- Genre: Game show
- Presented by: Robert Trout Walter Kiernan John Charles Daly John Cameron Swayze
- Starring: H. V. Kaltenborn Boris Karloff Peggy Ann Garner Deems Taylor Frank Conniff Dagmar
- Country of origin: United States
- Original language: English
- No. of seasons: 7 (3 partial seasons)

Production
- Camera setup: Multi-camera
- Running time: 23-25 minutes

Original release
- Network: Radio
- Release: October 1, 1948 – 1948
- Network: NBC
- Release: January 1949 – 1949
- Release: January 1950 – July 19, 1954
- Network: ABC
- Release: February 2 – July 26, 1955

= Who Said That? =

American game show on radio and TV

Who Said That? is a 1948-55 NBC game show that ran on radio and television, in which a panel of celebrities attempted to determine the speaker of a quotation from recent news reports.

== Radio ==
Robert Trout was the moderator when the radio version began on July 2, 1948. Panelists included H. V. Kaltenborn, Robert Ruark, Leland Stowe, and John Swayze.
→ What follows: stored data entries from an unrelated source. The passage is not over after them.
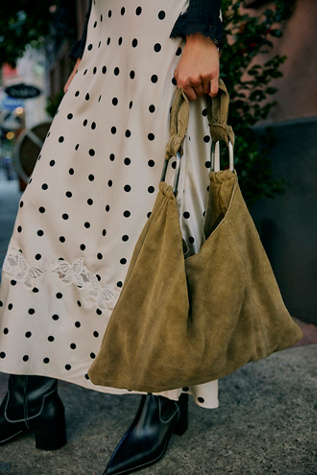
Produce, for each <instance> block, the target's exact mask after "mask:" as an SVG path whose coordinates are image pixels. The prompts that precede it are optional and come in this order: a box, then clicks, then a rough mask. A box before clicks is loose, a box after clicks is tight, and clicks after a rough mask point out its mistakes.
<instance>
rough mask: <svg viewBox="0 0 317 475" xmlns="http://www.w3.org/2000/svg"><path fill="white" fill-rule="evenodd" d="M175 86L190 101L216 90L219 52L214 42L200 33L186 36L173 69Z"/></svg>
mask: <svg viewBox="0 0 317 475" xmlns="http://www.w3.org/2000/svg"><path fill="white" fill-rule="evenodd" d="M175 79H176V82H177V86H178V87H179V88H182V89H183V90H184V92H185V94H186V96H187V97H188V99H189V100H190V101H194V100H195V99H196V98H197V97H198V96H203V95H204V94H209V95H210V96H211V97H215V96H216V95H217V92H218V79H219V52H218V49H217V46H216V45H215V43H214V42H213V41H212V40H211V39H210V38H207V37H206V36H204V35H202V34H201V33H195V34H194V35H189V36H187V37H186V44H185V46H184V49H183V53H182V55H181V58H180V60H179V63H178V65H177V68H176V70H175Z"/></svg>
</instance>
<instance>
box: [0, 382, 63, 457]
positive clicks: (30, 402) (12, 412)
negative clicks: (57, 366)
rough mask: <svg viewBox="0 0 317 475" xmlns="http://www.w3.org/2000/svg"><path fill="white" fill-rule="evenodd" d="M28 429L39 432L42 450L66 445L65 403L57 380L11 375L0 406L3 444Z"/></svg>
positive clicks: (36, 440)
mask: <svg viewBox="0 0 317 475" xmlns="http://www.w3.org/2000/svg"><path fill="white" fill-rule="evenodd" d="M27 432H34V433H35V443H36V447H37V448H38V449H42V450H56V449H59V448H61V447H63V445H65V444H66V428H65V415H64V406H63V403H62V401H61V400H60V398H59V396H58V393H57V380H56V379H51V378H47V377H44V376H24V375H10V376H9V384H8V391H7V393H6V395H5V397H4V400H3V401H2V404H1V407H0V445H2V444H5V443H7V442H9V441H11V440H12V439H15V438H16V437H18V436H19V435H20V434H24V433H27Z"/></svg>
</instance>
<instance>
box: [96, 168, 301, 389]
mask: <svg viewBox="0 0 317 475" xmlns="http://www.w3.org/2000/svg"><path fill="white" fill-rule="evenodd" d="M209 198H210V199H209V206H208V210H207V219H206V233H207V235H206V238H207V239H206V241H205V242H204V244H203V245H202V247H201V249H200V251H199V252H198V253H197V254H195V255H194V256H191V257H189V258H187V259H184V256H183V246H182V235H181V229H180V225H179V215H178V209H177V204H176V200H175V197H174V195H173V192H172V189H171V187H170V186H168V185H166V183H161V184H160V191H159V195H158V197H157V200H156V203H155V206H154V208H153V212H152V215H151V217H150V219H149V220H148V222H147V223H146V226H145V228H144V229H143V232H142V234H141V236H140V238H139V240H138V243H137V245H136V247H135V251H134V254H133V257H132V261H131V264H130V268H129V272H128V276H127V278H126V281H125V284H124V286H123V289H122V292H121V295H120V297H119V300H118V303H117V305H116V307H115V309H114V311H113V314H112V316H111V319H110V322H109V325H108V327H107V330H106V333H105V336H104V339H103V342H102V346H101V350H100V352H99V354H98V355H97V358H96V360H95V361H94V363H93V365H92V366H91V368H90V371H89V377H90V379H91V381H92V382H93V383H94V384H98V385H104V386H110V387H117V388H125V389H131V390H137V391H146V392H159V391H163V390H168V389H174V388H179V387H184V386H189V385H195V384H202V383H206V382H208V381H212V380H214V379H218V378H221V377H223V376H226V375H228V374H230V373H232V372H233V371H235V370H237V369H238V368H240V367H241V366H243V365H245V364H246V363H248V362H250V361H255V360H259V359H261V358H265V357H266V356H268V355H270V354H272V353H273V352H275V351H278V350H282V349H284V348H287V347H289V346H291V345H293V344H294V343H295V342H296V341H297V340H299V339H300V338H301V336H302V333H301V330H300V328H299V327H298V326H297V324H296V323H295V322H294V321H293V319H292V318H291V316H290V315H289V313H288V311H287V309H286V307H285V305H284V303H283V300H282V297H281V294H280V291H279V288H278V286H277V283H276V280H275V277H274V275H273V271H272V268H271V265H270V263H269V260H268V258H267V256H266V253H265V251H264V249H263V246H262V243H261V241H260V238H259V236H258V233H257V231H256V228H255V226H254V223H253V221H252V218H251V216H250V214H249V212H248V209H247V207H246V205H245V202H244V200H243V198H242V195H241V192H240V189H239V186H238V180H237V177H236V174H235V173H232V172H231V171H230V170H225V171H220V172H212V173H211V174H210V195H209Z"/></svg>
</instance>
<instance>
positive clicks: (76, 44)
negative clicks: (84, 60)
mask: <svg viewBox="0 0 317 475" xmlns="http://www.w3.org/2000/svg"><path fill="white" fill-rule="evenodd" d="M91 5H92V0H90V4H89V10H88V12H87V13H86V21H85V26H84V30H83V34H82V37H81V39H80V40H78V41H76V43H75V44H74V46H73V47H72V49H71V51H70V53H69V57H70V58H71V59H74V60H76V59H78V58H82V56H83V54H84V49H85V44H86V38H87V27H88V21H89V17H90V11H91Z"/></svg>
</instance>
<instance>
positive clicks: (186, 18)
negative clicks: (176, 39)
mask: <svg viewBox="0 0 317 475" xmlns="http://www.w3.org/2000/svg"><path fill="white" fill-rule="evenodd" d="M194 33H201V34H203V35H204V36H206V37H208V38H211V39H212V40H213V41H214V42H215V44H216V45H217V46H218V47H219V48H220V47H221V45H222V42H223V30H222V22H221V19H220V0H190V3H189V7H188V9H187V11H186V12H185V13H183V14H181V15H180V16H179V17H178V19H177V21H176V23H175V25H174V28H173V30H172V33H171V35H170V37H171V38H175V37H181V38H184V39H185V38H186V36H187V35H192V34H194Z"/></svg>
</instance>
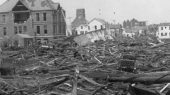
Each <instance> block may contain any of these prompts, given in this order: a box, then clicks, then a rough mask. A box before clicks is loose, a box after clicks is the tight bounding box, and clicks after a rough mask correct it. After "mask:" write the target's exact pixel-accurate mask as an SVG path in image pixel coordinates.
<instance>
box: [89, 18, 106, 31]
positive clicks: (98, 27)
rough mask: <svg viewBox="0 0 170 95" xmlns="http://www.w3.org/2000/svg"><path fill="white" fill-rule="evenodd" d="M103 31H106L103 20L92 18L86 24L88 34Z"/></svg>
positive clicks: (97, 18)
mask: <svg viewBox="0 0 170 95" xmlns="http://www.w3.org/2000/svg"><path fill="white" fill-rule="evenodd" d="M103 29H106V21H104V20H103V19H100V18H94V19H92V20H91V21H90V22H89V24H88V30H89V32H91V31H96V30H103Z"/></svg>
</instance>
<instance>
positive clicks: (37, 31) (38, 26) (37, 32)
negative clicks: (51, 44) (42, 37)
mask: <svg viewBox="0 0 170 95" xmlns="http://www.w3.org/2000/svg"><path fill="white" fill-rule="evenodd" d="M37 34H40V26H37Z"/></svg>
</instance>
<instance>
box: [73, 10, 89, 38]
mask: <svg viewBox="0 0 170 95" xmlns="http://www.w3.org/2000/svg"><path fill="white" fill-rule="evenodd" d="M87 24H88V21H87V20H86V14H85V9H77V10H76V18H75V19H74V20H73V22H72V23H71V30H72V34H73V35H78V34H80V32H82V31H84V29H85V26H86V25H87ZM79 27H80V28H79ZM82 27H84V28H83V29H82Z"/></svg>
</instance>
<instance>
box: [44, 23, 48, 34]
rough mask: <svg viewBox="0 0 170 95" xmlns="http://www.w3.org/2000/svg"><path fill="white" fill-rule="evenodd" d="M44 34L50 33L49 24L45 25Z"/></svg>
mask: <svg viewBox="0 0 170 95" xmlns="http://www.w3.org/2000/svg"><path fill="white" fill-rule="evenodd" d="M44 34H48V31H47V25H44Z"/></svg>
Peter Roberts was the announcer.

=== Production ===
Don Gillis was the director, with Fred and Dorothy Friendly as editors. The program was broadcast at 8:30 p.m. on Fridays, and it was sustaining. NBC planned to cancel the program in the fall of 1948, but it was continued "at the instance of the network's affiliates". The continuation was accompanied by a scheduling change as the show was moved to noon Eastern Time on Sundays.

=== Critical response ===
The trade publication Variety called the 1948 radio version "a refreshing departure from run-of-the-mill entertainment". It commended Trout's work as moderator, saying his "easy, offhand manner in presiding lent a warmly informal atmosphere to the proceedings" and noting his handy use of ad-libs.

== Television ==
One televised version of Who Said That? was broadcast on NBC as early as January 1949. Trout was the master of ceremonies, and John Cameron Swayze was the permanent panel member. Another TV version ran on NBC from January 1950 to July 19, 1954, with Walter Kiernan as emcee. It began a run on ABC on February 2, 1955. John Daly moderated, and Bob Considine was the permanent panelist. Each episode also featured three guest panelists.

=== Production ===
Ann Gillis produced the ABC-TV version, with Eddie Nugent as the director. It originated from WABC-TV in New York City. W. A Sheaffer Pen Company was the sponsor.

=== Critical response ===
A review of the TV version in Variety said that the show's format created "an extreme case of repetitiveness that's likely to break down into monotony at any given moment." It added that the show's future success would depend on the guest panelists for each episode.